The qPCR assay was further evaluated using BAL fluid, loaded in duplicate wells, from 11 adults at high risk of IFD following intensive chemotherapy or allogeneic bone marrow transplant (Table 3). BAL fluid samples from episodes 1–7 and 10 were PCR negative and galactomannan (GM) negative (GM Index <1.0). A total of 50 sera and corresponding EDTA whole blood samples were collected during these episodes. All sera were GM negative. All corresponding whole blood extracts were PCR negative.

Table 3

Clinical evaluation of BAL and blood in 11 adults at high risk of IFD following intensive chemotherapy or allogeneic stem cell transplantation.

	EORTC/MSG score		BAL fluid		Blood/serum
Episode	2002	2008	PCR result (mean Cq)	GM result	PCR result (mean Cq)	GM resulti
1	Possible	Non classifiable	Negative	0.4	Negative	<0.5
2	Possible	Possible	Negative	0.1	Negative	<0.5
3	Possible	Non classifiable	Negative	0.2	Negative	<0.5
4	Possible	Possible	Negative	0.4	Negative	<0.5
5	Possible	Non classifiable	Negative	0.2	Negative	<0.5
6	Possible	Possible	Negative	0.3	Negative	<0.5
7	Possible	Possible	Negative	0.4	Negative	<0.5
8	Probable	Non classifiable	34.8	4.1	NA	NA
9	Possible	Non classifiable	27.8	6.4	A. Negativeiii,B. Negative, C. 37.6	A. Negativeiii,B. Negative, C. 2.2
10	Possible	Non classifiable	Negative	0.3	Negative	<0.5
11	Possible	Non classifiable	Positiveii	1.41	36.8	0.15

NA  =  no sample available for testing.

i. <0.5 indicates that all samples from serial testing were negative.

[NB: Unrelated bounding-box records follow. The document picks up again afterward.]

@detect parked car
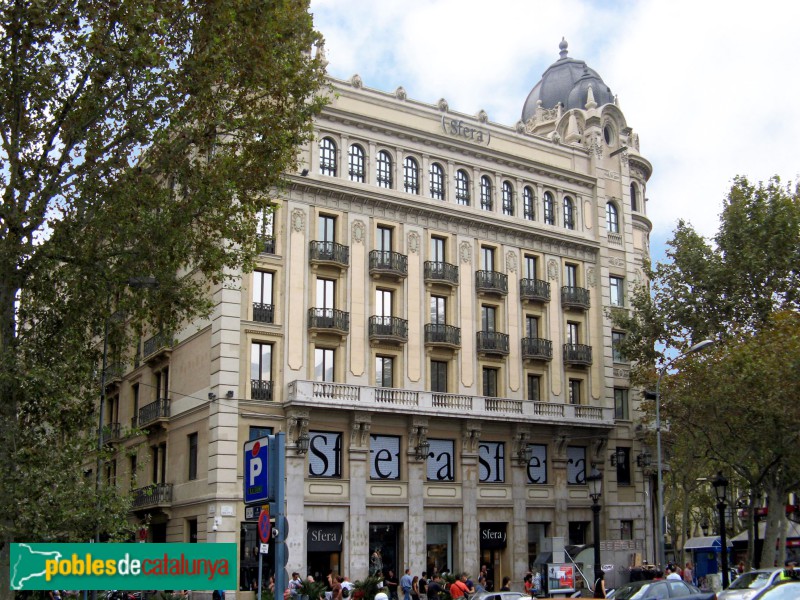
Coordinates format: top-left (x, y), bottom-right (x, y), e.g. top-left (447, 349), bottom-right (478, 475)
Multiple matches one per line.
top-left (753, 579), bottom-right (800, 600)
top-left (717, 569), bottom-right (800, 600)
top-left (608, 579), bottom-right (717, 600)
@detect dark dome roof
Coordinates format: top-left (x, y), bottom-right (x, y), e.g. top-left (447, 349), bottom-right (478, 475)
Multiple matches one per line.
top-left (522, 38), bottom-right (614, 121)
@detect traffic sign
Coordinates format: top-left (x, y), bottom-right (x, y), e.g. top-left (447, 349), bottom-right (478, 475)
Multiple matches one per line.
top-left (258, 505), bottom-right (272, 544)
top-left (244, 436), bottom-right (270, 504)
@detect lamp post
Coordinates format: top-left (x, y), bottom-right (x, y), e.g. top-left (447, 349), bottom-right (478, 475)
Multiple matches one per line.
top-left (655, 340), bottom-right (714, 568)
top-left (711, 471), bottom-right (730, 590)
top-left (586, 465), bottom-right (603, 583)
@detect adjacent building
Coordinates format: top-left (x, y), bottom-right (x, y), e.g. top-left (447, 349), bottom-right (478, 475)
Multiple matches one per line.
top-left (105, 41), bottom-right (653, 589)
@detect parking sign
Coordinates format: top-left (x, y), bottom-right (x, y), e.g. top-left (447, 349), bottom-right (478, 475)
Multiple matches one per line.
top-left (244, 436), bottom-right (270, 504)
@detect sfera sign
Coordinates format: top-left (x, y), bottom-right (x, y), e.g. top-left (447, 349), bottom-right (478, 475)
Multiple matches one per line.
top-left (442, 115), bottom-right (492, 146)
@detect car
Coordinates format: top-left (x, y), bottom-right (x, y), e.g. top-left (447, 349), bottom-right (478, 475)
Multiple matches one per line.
top-left (753, 579), bottom-right (800, 600)
top-left (609, 579), bottom-right (717, 600)
top-left (717, 569), bottom-right (800, 600)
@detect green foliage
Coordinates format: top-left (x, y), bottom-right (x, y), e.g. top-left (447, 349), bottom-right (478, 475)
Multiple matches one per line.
top-left (0, 0), bottom-right (325, 589)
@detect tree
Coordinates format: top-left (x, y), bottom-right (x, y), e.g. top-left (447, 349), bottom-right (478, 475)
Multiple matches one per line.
top-left (612, 177), bottom-right (800, 565)
top-left (0, 0), bottom-right (325, 590)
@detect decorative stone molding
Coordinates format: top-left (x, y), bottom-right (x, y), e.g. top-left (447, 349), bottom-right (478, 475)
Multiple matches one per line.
top-left (506, 250), bottom-right (517, 273)
top-left (408, 231), bottom-right (419, 254)
top-left (352, 221), bottom-right (367, 244)
top-left (459, 242), bottom-right (472, 264)
top-left (547, 258), bottom-right (558, 281)
top-left (292, 208), bottom-right (306, 233)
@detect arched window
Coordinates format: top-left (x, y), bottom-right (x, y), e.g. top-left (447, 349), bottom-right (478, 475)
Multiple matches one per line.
top-left (428, 163), bottom-right (444, 200)
top-left (456, 169), bottom-right (470, 206)
top-left (375, 150), bottom-right (392, 189)
top-left (503, 181), bottom-right (514, 217)
top-left (606, 202), bottom-right (619, 233)
top-left (522, 185), bottom-right (536, 221)
top-left (403, 156), bottom-right (419, 194)
top-left (542, 192), bottom-right (556, 225)
top-left (347, 144), bottom-right (366, 183)
top-left (319, 138), bottom-right (336, 177)
top-left (564, 196), bottom-right (575, 229)
top-left (481, 175), bottom-right (494, 210)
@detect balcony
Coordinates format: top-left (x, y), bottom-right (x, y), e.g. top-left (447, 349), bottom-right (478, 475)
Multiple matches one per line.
top-left (308, 308), bottom-right (350, 335)
top-left (425, 323), bottom-right (461, 349)
top-left (369, 250), bottom-right (408, 280)
top-left (564, 344), bottom-right (592, 367)
top-left (522, 338), bottom-right (553, 360)
top-left (369, 316), bottom-right (408, 344)
top-left (100, 423), bottom-right (121, 444)
top-left (253, 302), bottom-right (275, 323)
top-left (308, 242), bottom-right (350, 269)
top-left (258, 235), bottom-right (275, 254)
top-left (423, 260), bottom-right (458, 287)
top-left (286, 380), bottom-right (614, 431)
top-left (139, 398), bottom-right (169, 427)
top-left (250, 379), bottom-right (272, 402)
top-left (519, 279), bottom-right (550, 302)
top-left (475, 271), bottom-right (508, 296)
top-left (131, 483), bottom-right (172, 509)
top-left (142, 331), bottom-right (172, 361)
top-left (561, 286), bottom-right (589, 310)
top-left (477, 331), bottom-right (508, 356)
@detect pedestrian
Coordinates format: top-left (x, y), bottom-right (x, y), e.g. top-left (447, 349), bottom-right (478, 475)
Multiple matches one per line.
top-left (594, 571), bottom-right (606, 598)
top-left (400, 568), bottom-right (414, 600)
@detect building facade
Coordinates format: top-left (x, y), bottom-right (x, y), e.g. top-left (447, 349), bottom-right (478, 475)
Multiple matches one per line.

ii. Cq not stated, as >1 µl was loaded, hence Cq is not comparable.

iii. A, B, C represent serial samples (see corresponding text).

BAL fluid samples from episodes 8–9 and 11 were PCR positive and GM positive (GM Index >1.0). Episode 8 had no corresponding sera or EDTA whole blood available for analysis. For episode 9, three EDTA whole blood samples and corresponding serum samples were collected 25 (A), 19 (B) and 8 (C) days prior to BAL fluid sampling and tested PCR negative/GM negative, PCR negative/GM negative and PCR positive/GM positive, respectively.

For episode 11, one EDTA whole blood and corresponding serum sample were collected 19 days prior to BAL fluid sampling and tested PCR positive/GM negative, respectively.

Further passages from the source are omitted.